RcAE: Recursive Reconstruction Framework for Unsupervised Industrial Anomaly Detection¶

Conference: AAAI 2026 arXiv: 2512.11284 Code: None Area: Other Keywords: anomaly detection, autoencoder, recursive reconstruction, industrial defect detection, unsupervised learning

TL;DR¶

This paper proposes a Recursive Convolutional Autoencoder (RcAE) that progressively suppresses anomalies while preserving normal details through multi-step iterative reconstruction with shared parameters. Combined with a Cross-Recursive Detection module (CRD) that exploits multi-step reconstruction dynamics for robust anomaly localization, the method achieves performance comparable to state-of-the-art approaches using only 10% of the parameters required by diffusion models.

Background & Motivation¶

Unsupervised industrial anomaly detection requires models trained exclusively on normal samples to identify defects at test time. Reconstruction-based methods—particularly autoencoders (AE)—have attracted broad interest due to their conceptual simplicity: a model trained on normal data should theoretically fail to reconstruct anomalous regions, thereby exposing defects through reconstruction error.

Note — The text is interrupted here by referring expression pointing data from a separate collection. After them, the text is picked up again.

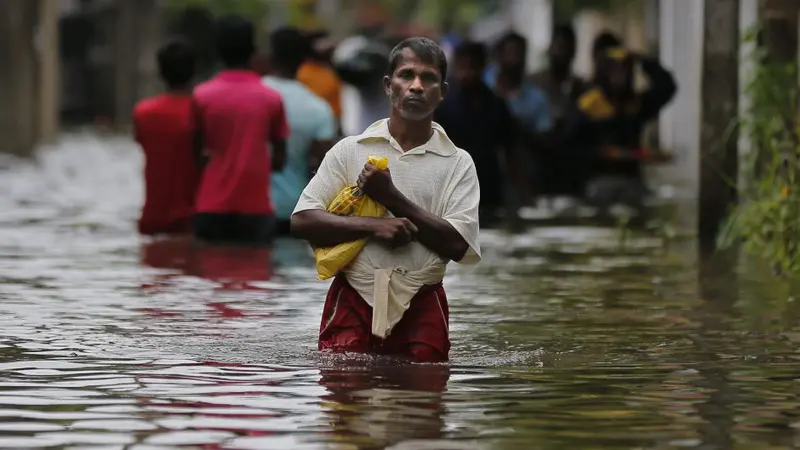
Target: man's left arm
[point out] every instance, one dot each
(279, 133)
(453, 236)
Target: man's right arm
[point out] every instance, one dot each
(311, 221)
(198, 142)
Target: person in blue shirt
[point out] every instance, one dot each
(479, 121)
(528, 104)
(312, 124)
(507, 78)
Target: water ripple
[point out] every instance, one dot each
(564, 337)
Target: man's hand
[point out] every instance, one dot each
(377, 184)
(395, 232)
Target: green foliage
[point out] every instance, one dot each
(255, 10)
(767, 219)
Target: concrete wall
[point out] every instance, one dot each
(681, 50)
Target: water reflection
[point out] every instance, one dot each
(564, 337)
(381, 404)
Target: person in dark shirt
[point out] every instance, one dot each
(553, 166)
(602, 43)
(162, 127)
(607, 126)
(479, 122)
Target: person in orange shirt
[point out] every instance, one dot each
(318, 74)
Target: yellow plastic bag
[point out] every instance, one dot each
(351, 201)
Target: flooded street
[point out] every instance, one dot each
(562, 339)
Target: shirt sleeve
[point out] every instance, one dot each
(461, 210)
(279, 128)
(327, 182)
(326, 130)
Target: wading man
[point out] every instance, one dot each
(390, 300)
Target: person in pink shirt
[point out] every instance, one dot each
(241, 131)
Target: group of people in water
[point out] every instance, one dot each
(256, 152)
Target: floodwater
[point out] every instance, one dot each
(563, 338)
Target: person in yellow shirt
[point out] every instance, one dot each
(318, 74)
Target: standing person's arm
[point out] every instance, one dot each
(511, 145)
(311, 222)
(453, 236)
(200, 155)
(279, 133)
(662, 88)
(326, 131)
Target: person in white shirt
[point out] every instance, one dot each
(390, 300)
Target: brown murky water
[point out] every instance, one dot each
(562, 338)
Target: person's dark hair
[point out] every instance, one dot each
(426, 49)
(512, 37)
(176, 63)
(565, 32)
(289, 48)
(235, 37)
(605, 41)
(475, 51)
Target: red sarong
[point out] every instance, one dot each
(421, 335)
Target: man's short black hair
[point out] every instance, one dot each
(236, 38)
(176, 63)
(426, 49)
(605, 41)
(289, 48)
(512, 37)
(565, 32)
(474, 51)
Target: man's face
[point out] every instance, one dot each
(512, 55)
(467, 71)
(415, 88)
(619, 75)
(561, 53)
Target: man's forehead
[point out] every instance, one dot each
(410, 59)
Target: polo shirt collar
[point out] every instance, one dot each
(439, 143)
(238, 75)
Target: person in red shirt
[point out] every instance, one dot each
(162, 126)
(235, 118)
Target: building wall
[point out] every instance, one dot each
(681, 48)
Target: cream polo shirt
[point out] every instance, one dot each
(437, 176)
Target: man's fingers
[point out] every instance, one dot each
(412, 228)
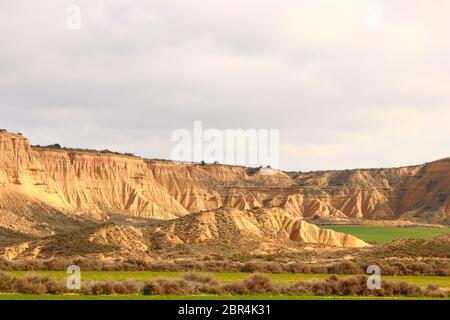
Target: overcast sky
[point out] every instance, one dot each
(349, 83)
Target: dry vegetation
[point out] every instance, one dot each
(195, 284)
(389, 267)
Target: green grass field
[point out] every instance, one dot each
(224, 277)
(387, 234)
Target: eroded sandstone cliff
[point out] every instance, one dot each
(47, 191)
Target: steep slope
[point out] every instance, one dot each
(267, 227)
(45, 180)
(72, 183)
(229, 224)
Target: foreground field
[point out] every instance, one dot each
(387, 234)
(200, 297)
(227, 277)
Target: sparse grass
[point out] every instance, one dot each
(387, 234)
(16, 296)
(224, 277)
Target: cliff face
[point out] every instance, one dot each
(80, 183)
(95, 184)
(58, 192)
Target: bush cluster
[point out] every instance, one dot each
(195, 284)
(423, 267)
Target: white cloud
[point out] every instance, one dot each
(343, 94)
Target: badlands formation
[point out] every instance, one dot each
(137, 205)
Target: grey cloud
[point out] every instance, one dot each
(139, 69)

However, conventional single-pass decoding AEs suffer from four fundamental limitations:

Overfitting: Models tend to overfit on limited and homogeneous normal data, leading to poor generalization;

Anomaly reconstruction: A highly expressive latent space may reconstruct anomalous regions as well, reducing detection contrast;

Detail loss: Single-pass decoding over-smooths high-frequency details, producing false positives in normal regions;

Fixed-scale limitation: Fixed-scale architectures struggle to handle anomalies of varying sizes and severities.

Recent methods based on GANs, Transformers, and diffusion models have improved reconstruction quality, but often at the cost of high computational overhead or complex preprocessing pipelines. For instance, diffusion models require tens to hundreds of denoising steps, resulting in slow inference; pretrained-DINO-based methods (e.g., GLAD) rely on additional large vision models.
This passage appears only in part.